Barely a day goes by that I don’t receive notes from readers asking how to discuss emotional issues rationally; politics in particular. One of the first tools I suggest it to ask questions. Don’t ask hostile questions; just honest, thoughtfully provocative ones. And always acknowledge the other person’s perspective first. If you don’t, then his or her adrenaline/issues will kick in too, and you’ll potentially have a mess on your hands.
Here’s an example: “I know you strongly believe that’s the right way to do it. I have some different thoughts. Would you like to hear them?” End with a question. It’s different from, “I don’t agree” which might be perfectly fine – and might be your best option, but asking the question is usually better. By asking a question, you put the person in the position of accountability. You might soften it by acknowledging his or her point-of-view first. And then really listen to the answer. If you’re already convinced you’re correct and nothing he or she says will change your mind, then look for what you believe or know to be mistaken assumptions in their answer.
Unfortunately, we often deal with people who don’t seem rational, or at least not receptive to changing their minds. When you believe or know that to be the case, your own adrenaline level might increase. Questions are effective in this kind of situation too. “Why do you think that? What evidence do you see for that? I found this contrary evidence; what do you think of that?” Doesn’t it make you feel calmer to put the accountability back on the other side? Though all this can be effective, reconsider the need for to change other people’s minds. If a person is not open to persuasion, or if your reasoning does not convince them, are you at peace with that? Why or why not? This is something to explore when you’re NOT in the heat of an adrenaline-pushing situation.
The more you are at peace with the fact that you will not change some people’s minds and that it’s actually not necessary for you to do so, the more serene and calm you’ll be when you confront mistaken or irrational people. “Oh, well. That’s how this person needs to look at it. Not my problem.”
When people fight about politics, they’re really trying to discuss philosophy. Most of our candidates are not very philosophical, so things tend to get personal. Yet philosophy is what really matters. It refers to ethics, and ethics is the subject most relevant to politics. That’s when I go back to questions. If someone wishes to fight about who should be president, for example, I would give myself the option to shift discussion to what the purpose of government should be. If the person says something like, “There should – or shouldn’t – be a social safety net. You can’t let people go without government benefits,” then I might ask, “Why do you say that? Why is that so?” Or if they say, “Taxes should – or should not – be higher,” or, “We should – or should not – embrace Islam, not build up the military.” No matter what side you take, allow the other person to defend his or her case.

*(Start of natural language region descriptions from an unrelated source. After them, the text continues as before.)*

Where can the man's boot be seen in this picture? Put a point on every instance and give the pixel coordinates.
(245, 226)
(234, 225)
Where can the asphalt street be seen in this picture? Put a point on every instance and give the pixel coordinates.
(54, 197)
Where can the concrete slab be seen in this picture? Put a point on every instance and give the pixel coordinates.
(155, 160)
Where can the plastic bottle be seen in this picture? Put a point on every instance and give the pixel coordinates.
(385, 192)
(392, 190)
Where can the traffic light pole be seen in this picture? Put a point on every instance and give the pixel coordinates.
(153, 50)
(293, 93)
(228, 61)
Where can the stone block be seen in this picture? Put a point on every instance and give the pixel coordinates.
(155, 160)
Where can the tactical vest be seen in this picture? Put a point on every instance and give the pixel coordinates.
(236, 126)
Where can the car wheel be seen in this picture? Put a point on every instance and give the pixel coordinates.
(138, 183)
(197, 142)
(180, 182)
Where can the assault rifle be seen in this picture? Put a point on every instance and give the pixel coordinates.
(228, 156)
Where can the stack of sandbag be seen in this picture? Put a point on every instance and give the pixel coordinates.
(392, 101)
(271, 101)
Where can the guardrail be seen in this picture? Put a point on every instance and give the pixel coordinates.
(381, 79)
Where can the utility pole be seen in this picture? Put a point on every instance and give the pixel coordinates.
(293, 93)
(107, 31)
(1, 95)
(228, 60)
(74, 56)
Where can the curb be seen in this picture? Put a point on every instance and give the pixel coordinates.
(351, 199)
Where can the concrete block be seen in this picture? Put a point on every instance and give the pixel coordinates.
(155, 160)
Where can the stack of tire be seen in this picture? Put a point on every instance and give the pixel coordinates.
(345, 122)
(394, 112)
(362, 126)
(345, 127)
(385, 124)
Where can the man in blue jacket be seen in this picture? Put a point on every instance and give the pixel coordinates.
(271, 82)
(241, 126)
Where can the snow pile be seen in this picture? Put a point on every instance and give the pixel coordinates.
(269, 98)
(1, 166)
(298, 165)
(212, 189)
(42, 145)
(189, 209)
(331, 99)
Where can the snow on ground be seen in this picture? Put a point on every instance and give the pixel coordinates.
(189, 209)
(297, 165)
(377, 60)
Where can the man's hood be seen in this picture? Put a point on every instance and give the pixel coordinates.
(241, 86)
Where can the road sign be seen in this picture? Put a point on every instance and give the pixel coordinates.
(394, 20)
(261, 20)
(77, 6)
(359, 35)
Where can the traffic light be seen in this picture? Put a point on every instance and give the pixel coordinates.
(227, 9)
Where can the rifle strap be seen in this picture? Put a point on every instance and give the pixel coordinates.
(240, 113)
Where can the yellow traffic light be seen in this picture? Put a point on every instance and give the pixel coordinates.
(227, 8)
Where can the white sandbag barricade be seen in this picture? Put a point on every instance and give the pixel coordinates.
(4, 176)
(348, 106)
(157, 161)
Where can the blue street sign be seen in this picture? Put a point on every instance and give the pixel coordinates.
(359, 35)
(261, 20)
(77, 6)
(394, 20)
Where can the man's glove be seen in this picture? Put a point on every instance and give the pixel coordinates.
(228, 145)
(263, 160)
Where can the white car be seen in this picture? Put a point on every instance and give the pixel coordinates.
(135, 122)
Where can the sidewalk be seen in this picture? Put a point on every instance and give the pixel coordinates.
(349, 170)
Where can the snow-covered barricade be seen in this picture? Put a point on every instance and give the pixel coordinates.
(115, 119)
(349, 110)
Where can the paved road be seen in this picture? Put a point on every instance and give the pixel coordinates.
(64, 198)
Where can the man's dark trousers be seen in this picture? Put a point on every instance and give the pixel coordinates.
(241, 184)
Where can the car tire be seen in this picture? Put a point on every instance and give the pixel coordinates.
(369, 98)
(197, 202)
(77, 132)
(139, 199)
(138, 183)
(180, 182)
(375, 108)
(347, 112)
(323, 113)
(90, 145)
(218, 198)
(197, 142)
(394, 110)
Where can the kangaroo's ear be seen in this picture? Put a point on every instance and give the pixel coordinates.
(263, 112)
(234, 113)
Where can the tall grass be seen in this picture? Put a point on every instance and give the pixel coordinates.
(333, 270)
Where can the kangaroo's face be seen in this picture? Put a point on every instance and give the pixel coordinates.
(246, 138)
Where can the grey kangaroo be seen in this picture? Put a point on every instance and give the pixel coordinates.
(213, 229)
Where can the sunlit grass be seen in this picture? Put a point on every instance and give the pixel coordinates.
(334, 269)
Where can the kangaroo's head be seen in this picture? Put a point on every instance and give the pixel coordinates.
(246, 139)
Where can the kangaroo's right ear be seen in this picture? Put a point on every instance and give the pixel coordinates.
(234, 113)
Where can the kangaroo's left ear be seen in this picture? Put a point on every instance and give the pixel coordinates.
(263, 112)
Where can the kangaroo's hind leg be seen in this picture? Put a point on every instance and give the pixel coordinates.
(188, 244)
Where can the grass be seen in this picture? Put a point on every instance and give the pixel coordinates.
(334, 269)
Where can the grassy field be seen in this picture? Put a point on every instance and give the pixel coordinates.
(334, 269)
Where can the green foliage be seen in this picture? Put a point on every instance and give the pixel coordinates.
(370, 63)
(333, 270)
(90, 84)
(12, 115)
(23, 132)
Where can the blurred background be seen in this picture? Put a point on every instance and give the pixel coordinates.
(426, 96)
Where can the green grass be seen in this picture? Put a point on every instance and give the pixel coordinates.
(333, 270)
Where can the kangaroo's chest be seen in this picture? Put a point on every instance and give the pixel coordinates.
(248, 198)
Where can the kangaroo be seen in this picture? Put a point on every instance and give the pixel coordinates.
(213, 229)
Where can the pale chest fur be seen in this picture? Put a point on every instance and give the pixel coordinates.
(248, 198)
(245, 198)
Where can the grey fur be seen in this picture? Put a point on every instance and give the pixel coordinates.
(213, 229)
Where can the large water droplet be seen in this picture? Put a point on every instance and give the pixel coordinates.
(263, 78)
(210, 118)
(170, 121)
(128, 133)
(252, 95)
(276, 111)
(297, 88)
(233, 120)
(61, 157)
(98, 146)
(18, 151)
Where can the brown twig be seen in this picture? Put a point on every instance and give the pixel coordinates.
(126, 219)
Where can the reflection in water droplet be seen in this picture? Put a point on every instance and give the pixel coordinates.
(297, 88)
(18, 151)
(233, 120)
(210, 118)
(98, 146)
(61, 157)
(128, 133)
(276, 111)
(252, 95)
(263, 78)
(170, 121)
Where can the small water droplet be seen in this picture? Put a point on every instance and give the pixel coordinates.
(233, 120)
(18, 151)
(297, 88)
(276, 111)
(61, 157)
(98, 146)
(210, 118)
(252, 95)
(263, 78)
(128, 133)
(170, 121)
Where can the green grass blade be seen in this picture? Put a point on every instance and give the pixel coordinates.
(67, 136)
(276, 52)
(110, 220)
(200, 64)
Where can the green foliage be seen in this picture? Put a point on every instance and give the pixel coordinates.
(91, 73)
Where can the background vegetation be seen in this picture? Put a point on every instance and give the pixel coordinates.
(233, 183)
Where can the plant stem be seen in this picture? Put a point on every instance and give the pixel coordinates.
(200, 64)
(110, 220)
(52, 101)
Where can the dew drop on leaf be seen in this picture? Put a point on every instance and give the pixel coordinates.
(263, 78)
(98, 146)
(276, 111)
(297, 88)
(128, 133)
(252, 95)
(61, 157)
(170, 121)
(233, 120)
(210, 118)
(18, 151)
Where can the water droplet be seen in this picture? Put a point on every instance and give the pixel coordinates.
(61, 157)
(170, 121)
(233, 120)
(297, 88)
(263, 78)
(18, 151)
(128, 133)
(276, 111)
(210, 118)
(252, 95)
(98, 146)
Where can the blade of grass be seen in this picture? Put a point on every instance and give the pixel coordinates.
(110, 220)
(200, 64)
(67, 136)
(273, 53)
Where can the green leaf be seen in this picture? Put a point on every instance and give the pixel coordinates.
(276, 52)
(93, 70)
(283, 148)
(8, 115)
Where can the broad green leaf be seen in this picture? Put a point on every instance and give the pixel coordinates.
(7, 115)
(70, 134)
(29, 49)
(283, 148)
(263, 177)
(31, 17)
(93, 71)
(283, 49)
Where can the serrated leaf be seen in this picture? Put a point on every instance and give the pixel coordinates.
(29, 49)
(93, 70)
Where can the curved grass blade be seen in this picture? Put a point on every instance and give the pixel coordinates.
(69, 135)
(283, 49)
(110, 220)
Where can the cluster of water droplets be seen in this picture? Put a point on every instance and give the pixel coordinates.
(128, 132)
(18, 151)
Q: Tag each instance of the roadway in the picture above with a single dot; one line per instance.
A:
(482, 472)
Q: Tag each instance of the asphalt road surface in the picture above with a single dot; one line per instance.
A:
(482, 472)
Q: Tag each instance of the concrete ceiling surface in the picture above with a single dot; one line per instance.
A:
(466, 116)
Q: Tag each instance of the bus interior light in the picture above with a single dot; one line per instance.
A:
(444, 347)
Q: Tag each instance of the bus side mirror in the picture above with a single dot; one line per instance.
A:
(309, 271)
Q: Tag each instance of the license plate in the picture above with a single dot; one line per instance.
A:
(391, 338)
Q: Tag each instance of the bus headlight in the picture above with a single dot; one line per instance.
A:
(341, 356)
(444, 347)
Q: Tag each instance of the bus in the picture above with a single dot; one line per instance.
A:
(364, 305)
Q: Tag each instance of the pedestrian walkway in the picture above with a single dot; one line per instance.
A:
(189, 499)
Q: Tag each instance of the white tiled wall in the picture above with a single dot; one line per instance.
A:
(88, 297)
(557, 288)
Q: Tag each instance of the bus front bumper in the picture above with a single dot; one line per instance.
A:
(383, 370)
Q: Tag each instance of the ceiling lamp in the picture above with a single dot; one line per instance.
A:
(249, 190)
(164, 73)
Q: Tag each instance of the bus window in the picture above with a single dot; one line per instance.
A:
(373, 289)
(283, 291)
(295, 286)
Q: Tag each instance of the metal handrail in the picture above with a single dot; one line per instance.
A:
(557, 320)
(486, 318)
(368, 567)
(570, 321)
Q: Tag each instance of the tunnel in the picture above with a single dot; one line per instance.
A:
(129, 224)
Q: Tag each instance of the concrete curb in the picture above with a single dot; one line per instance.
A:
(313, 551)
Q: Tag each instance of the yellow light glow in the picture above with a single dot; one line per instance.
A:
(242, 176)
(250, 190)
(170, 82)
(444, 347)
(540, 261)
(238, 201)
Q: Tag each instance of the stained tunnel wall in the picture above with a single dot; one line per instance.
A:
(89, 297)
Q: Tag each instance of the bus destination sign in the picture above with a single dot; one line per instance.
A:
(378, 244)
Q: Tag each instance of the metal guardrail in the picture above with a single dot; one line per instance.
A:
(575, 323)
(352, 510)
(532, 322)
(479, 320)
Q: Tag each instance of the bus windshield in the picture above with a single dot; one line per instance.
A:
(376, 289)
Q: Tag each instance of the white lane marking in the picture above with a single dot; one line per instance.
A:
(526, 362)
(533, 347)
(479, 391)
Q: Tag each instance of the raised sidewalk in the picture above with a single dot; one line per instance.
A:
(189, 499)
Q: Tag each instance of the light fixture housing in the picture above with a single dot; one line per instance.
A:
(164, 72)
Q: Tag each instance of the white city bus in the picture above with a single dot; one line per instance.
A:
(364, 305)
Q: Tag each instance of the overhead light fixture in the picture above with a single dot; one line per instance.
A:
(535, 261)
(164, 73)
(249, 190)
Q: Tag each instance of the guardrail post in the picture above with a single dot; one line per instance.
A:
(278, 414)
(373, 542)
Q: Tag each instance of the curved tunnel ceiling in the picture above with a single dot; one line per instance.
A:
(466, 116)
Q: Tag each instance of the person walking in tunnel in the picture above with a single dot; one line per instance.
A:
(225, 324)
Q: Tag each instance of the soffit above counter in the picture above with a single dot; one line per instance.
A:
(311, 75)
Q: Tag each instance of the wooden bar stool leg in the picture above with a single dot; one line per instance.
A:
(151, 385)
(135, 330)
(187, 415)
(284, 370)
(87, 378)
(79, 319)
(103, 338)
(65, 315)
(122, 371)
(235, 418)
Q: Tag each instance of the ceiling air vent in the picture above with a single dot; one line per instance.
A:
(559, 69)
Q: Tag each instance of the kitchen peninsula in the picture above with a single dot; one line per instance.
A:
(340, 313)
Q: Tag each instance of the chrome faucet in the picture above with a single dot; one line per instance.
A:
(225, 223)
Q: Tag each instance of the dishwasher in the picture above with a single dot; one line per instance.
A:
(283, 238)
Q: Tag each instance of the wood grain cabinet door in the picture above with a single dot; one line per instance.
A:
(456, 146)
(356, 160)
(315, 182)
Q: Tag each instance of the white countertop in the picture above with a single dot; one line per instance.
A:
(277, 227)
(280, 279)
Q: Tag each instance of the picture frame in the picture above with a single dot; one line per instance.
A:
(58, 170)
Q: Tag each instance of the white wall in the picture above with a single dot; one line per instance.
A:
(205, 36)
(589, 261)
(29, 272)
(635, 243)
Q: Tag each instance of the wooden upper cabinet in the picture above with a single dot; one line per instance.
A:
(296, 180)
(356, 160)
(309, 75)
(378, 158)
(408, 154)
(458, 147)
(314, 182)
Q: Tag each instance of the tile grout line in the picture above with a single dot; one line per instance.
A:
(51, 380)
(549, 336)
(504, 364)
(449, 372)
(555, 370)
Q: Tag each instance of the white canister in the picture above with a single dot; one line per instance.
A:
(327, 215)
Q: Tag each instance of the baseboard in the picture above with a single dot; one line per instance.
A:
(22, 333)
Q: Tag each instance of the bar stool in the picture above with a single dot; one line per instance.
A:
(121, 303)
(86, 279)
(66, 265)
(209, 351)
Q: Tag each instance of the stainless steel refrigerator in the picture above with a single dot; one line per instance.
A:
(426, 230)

A person making a claim should be obliged to prove that claim. Put them on the defensive, not through hostility but through reason. And if they become hostile, just withdraw from the conversation, serene in the knowledge it’s a waste of time. Keep in mind that when a person becomes hostile, he or she really is saying: “I don’t have an answer to your points and it makes me really, really mad.” I offer this suggestion not just with ethical or political arguments, but for anything. And the tool at work here, once again, is planning your strategy ahead of time and giving yourself options.
What most of us are after is serenity. And the epitome of serenity is a person who is able to stay calm even when another is irate or upset. So plan your conversational strategies ahead of time, and always ask questions.